The SEC initially had 45 days to make a decision, which should have fallen on November 22. However, under Section 19(b)(2) of the Securities Exchange Act of 1934, the SEC may extend this deadline up to 90 days. if he finds the additional time necessary to evaluate the rule change and any associated issues.
If approved, the Franklin Crypto Index ETF, filed on August 17, would trade on the Cboe BZX Exchange under the Franklin Crypto Trust with the ticker EZPZ.
Thriving ETF ecosystem
Brazilian asset manager Hashdex filed to launch its own crypto index ETF in June. The US Hashdex Nasdaq Crypto Index ETF would track BTC and ETH.
At the same time, asset managers in the United States are seeking approval for ETFs that track other cryptocurrencies, such as XRP, Solana (SOL), Hedera (HBAR), and Litecoin (LTC).

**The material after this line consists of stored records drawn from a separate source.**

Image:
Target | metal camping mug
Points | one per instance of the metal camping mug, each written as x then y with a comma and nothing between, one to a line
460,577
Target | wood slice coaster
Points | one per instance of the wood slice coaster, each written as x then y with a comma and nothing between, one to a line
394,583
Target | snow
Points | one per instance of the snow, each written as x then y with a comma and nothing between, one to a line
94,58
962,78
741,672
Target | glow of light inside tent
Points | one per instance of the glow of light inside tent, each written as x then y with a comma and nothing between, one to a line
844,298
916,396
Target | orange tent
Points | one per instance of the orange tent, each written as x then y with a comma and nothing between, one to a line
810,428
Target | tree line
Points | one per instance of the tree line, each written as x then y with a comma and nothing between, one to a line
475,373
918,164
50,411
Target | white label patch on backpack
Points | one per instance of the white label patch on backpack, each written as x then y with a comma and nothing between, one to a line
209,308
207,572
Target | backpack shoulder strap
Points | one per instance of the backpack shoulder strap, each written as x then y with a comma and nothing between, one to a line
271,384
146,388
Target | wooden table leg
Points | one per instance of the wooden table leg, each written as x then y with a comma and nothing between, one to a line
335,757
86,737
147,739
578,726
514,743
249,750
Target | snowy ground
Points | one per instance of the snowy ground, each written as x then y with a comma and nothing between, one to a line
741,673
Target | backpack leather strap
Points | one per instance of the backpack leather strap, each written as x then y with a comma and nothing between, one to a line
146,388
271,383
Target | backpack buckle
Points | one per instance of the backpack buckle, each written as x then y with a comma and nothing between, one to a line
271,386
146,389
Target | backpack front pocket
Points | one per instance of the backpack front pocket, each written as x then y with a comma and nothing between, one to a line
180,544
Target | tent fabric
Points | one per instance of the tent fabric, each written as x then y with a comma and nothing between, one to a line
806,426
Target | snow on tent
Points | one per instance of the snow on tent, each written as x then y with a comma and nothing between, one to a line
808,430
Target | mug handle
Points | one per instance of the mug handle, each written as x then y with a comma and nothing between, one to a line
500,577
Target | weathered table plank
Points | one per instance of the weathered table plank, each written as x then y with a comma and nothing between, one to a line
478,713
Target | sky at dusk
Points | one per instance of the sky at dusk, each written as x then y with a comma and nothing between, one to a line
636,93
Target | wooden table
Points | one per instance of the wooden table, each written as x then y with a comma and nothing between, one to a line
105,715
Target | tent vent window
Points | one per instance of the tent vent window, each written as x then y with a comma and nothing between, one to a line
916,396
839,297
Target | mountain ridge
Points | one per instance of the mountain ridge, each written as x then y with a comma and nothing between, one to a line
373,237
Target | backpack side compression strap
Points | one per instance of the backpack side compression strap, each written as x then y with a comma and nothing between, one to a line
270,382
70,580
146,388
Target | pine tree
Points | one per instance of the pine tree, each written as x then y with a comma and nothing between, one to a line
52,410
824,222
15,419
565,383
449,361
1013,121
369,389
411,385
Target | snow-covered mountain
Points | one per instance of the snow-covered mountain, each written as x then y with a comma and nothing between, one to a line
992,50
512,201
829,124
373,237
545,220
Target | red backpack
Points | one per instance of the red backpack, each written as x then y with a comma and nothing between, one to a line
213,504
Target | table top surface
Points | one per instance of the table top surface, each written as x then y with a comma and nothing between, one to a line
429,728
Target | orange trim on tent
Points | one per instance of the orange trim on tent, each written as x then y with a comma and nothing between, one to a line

President Donald Trump’s victory in the US election has led to increased optimism in the market, with many companies expecting a favorable regulatory environment for the sector in the coming months. VanEck has previously said his Solana ETF is a “bet” on Trump’s re-election and expects the application to be given the green light under his administration.
US regulators recently gave final approval to launch options trading for spot Bitcoin ETFs, namely BlackRock’s IBIT, Bitwise’s BITB and Grayscale’s GBTC.
IBIT options saw nearly $2 billion in trading volume on its first day of trading, with analysts calling the numbers remarkable.